Infrasturktur inilah yang dijual ke penyedia internet (ISP) dan operator seluler lokal di Indonesia (model business to business/B2B). Kemudian, ISP/operator seluler memanfaatkan infrastruktur Starlink ini untuk menghubungkan pelanggan mereka ke ke internet global.
Jadinya, pengguna bisa mengunjungi situs-situs luar negeri dengan koneksi Starlink yang cepat, misalnya.
Dengan model bisnis seperti ini, sistem Starlink setidaknya bersinggungan dengan infrastruktur telekomunikasi dalam negeri (milik ISP/operator seluler lokal).
Jika tidak, kata Pratama, penggunaan Starlink akan mendatangkan beberapa ancaman pada stabilitas keamanan Indonesia.
“Buta dan tuli” pada ancaman
Ancaman pertama, Indonesia menjadi tidak memiliki akses dan kontrol terhadap pertukaran data yang terjadi lewat internet satelit Starlink. Ini karena Starlink jualan langsung ke pelanggan individu/rumah, tidak melalui infrastruktur dalam negeri milik ISP/operator seluler lokal.
“Bayangkan Starlink tidak menggunakan infrastruktur yang ada di Indonesia. Artinya, tidak ada pengawasan, monitoring, pembatasan dan lain-lain untuk operasi Starlink di Indonesia,” kata Pratama saat berbincang dengan KompasTekno, Selasa (28/5/2024).
Pratama menjelaskan, kegiatan pengawasan, pemantauan, dan pembatasan ini bukan dalam artian yang negatif. Namun, penting untuk memantau kegiatan yang mengancam keamanan Indonesia. Misalnya, ada bandar narkoba yang menggunakan Starlink untuk menjual narkoba, ada otak teroris atau orang-orang yang mengancam keamannan Indonesia.
Misalnya, ada bandar narkoba yang menggunakan Starlink untuk menjual narkoba, ada otak teroris atau orang-orang yang mau menghancurkan Indonesia berkomunikasi lewat internet Starlink.
Namun, aparat hukum atau badan intelijen Indonesia tidak punya informasi tersebut karena tidak punya akses ke Starlink.
Selama ini, aparat hukum menerapkan lawful intercept (LI), proses di mana lembaga penegak hukum atau badan keamanan dapat secara legal mengakses komunikasi pribadi individu atau organisasi dengan izin dari pengadilan atau undang-undang yang relevan.
Proses ini umumnya digunakan untuk tujuan penegakan hukum, penyelidikan kriminal, dan keamanan nasional.
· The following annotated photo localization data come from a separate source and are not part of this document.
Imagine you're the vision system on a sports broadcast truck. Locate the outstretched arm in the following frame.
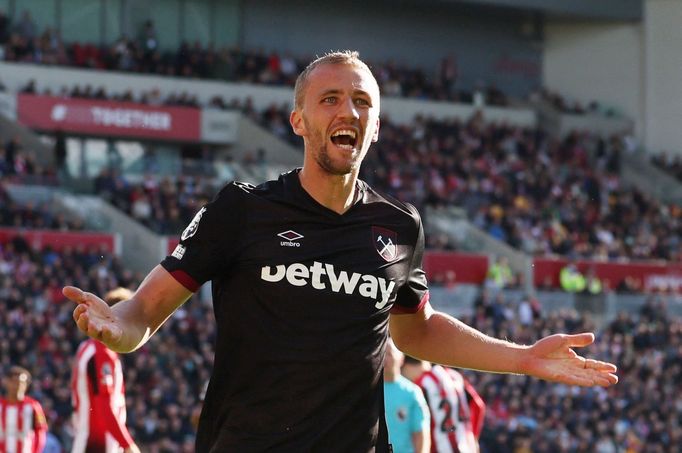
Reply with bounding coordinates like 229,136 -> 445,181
64,265 -> 193,353
389,302 -> 618,387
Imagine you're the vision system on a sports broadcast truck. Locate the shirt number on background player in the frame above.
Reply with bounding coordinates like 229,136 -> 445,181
438,393 -> 469,433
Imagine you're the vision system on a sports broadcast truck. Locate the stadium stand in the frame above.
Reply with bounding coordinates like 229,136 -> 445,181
463,297 -> 681,452
0,12 -> 514,106
1,0 -> 681,451
1,234 -> 679,450
651,151 -> 682,183
0,238 -> 210,450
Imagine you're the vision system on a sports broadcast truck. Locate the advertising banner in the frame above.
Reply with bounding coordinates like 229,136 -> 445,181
533,257 -> 682,293
0,228 -> 121,254
17,94 -> 201,141
200,109 -> 239,143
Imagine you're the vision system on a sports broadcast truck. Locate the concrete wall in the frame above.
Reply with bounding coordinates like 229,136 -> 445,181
543,20 -> 643,136
544,0 -> 682,156
642,0 -> 682,155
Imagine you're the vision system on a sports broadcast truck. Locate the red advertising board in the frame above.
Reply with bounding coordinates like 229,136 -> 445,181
0,228 -> 120,254
17,94 -> 201,141
423,251 -> 490,284
533,257 -> 682,292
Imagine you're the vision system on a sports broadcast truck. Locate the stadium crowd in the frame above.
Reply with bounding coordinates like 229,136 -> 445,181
0,239 -> 210,451
0,136 -> 57,182
651,151 -> 682,183
0,236 -> 680,451
360,114 -> 681,262
466,293 -> 681,453
1,179 -> 84,231
12,83 -> 669,264
1,7 -> 681,452
537,88 -> 620,117
27,102 -> 672,263
94,170 -> 214,235
0,10 -> 510,105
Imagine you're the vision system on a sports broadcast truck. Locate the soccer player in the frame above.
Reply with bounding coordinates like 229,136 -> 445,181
384,338 -> 430,453
70,287 -> 140,453
63,50 -> 618,452
403,357 -> 485,453
0,366 -> 48,453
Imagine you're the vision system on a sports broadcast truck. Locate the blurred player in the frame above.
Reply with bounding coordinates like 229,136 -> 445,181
384,338 -> 430,453
403,357 -> 485,453
64,50 -> 618,452
70,287 -> 140,453
0,366 -> 48,453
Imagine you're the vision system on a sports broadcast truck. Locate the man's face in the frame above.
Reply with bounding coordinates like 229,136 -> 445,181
291,63 -> 380,176
3,369 -> 29,397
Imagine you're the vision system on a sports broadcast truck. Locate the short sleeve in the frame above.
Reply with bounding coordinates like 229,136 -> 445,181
161,183 -> 245,292
391,204 -> 429,314
410,385 -> 430,433
32,400 -> 48,430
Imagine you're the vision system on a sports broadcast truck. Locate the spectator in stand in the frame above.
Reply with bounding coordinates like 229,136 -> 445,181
384,338 -> 431,453
485,256 -> 515,291
71,287 -> 140,453
402,357 -> 485,453
14,10 -> 37,42
583,266 -> 603,295
560,261 -> 586,293
0,365 -> 48,453
0,8 -> 10,44
439,55 -> 458,98
54,130 -> 67,176
138,20 -> 158,62
651,150 -> 682,182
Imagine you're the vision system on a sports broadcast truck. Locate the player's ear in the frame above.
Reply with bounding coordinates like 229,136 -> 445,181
290,109 -> 306,137
371,118 -> 380,143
Aparat hukum Indonesia kehilangan kemampuan lawful intersept ini di layanan Starlink.
“Aparat keamanan ini kalang kabut karena alat-alat monitoring dan penyadap yang sekarang dimilik menjadi alat yang ‘buta dan tuli’ dengan adanya sistem Starlink ini. Mereka tidak punya akses, tidak bisa mengawasi sama sekali,” kata Pratama.
Inilah yang bisa menimbulkan ancaman bagi keamanan Indonesia.
Pratama menambahkan, selama Starlink tidak menggunakan infrastruktur dalam negeri, Indonesia hanya bisa memohon ke Starlink untuk membagikan informasi yang dapat menggangu stabilitas politik, ekonomi, sosial, budaya, hingga pertahanan dan keamanan negara.
Yang menjadi pertanyaan selanjutnya, apakah Starlink akan memberikan akses ke informasi tersebut ketika diminta.
“Karena sampai sekarang pun, pemerintah kita agak susah dapet akses informasi ke platform media sosial (Meta, Instagram, Twitter, TikTok, dll),” kata Pratama.
Jadi, ketika ada akun-akun yang menggangu dan bermasalah dan diminta dihapus (take down), platform tidak melakukannya dengan alasan kebebasan berkespresi.
“Harusnya pemerintah punya power gitu. Kenapa kita tidak bisa punya power? Karena tidak punya bargaining power. Kenapa kita nggak punya bargaining power? Karena kita tidak punya sistem yang sama dengan sistem yang mereka miliki, sehingga kita tidak bisa melawan,” kata Pratam
Bisa jadi senjata
Ancaman lain, satelit Starlink bisa diretas oleh penjahat dan dijadikan senjata untuk menyerang wilayah suatu negara, termasuk Indonesia.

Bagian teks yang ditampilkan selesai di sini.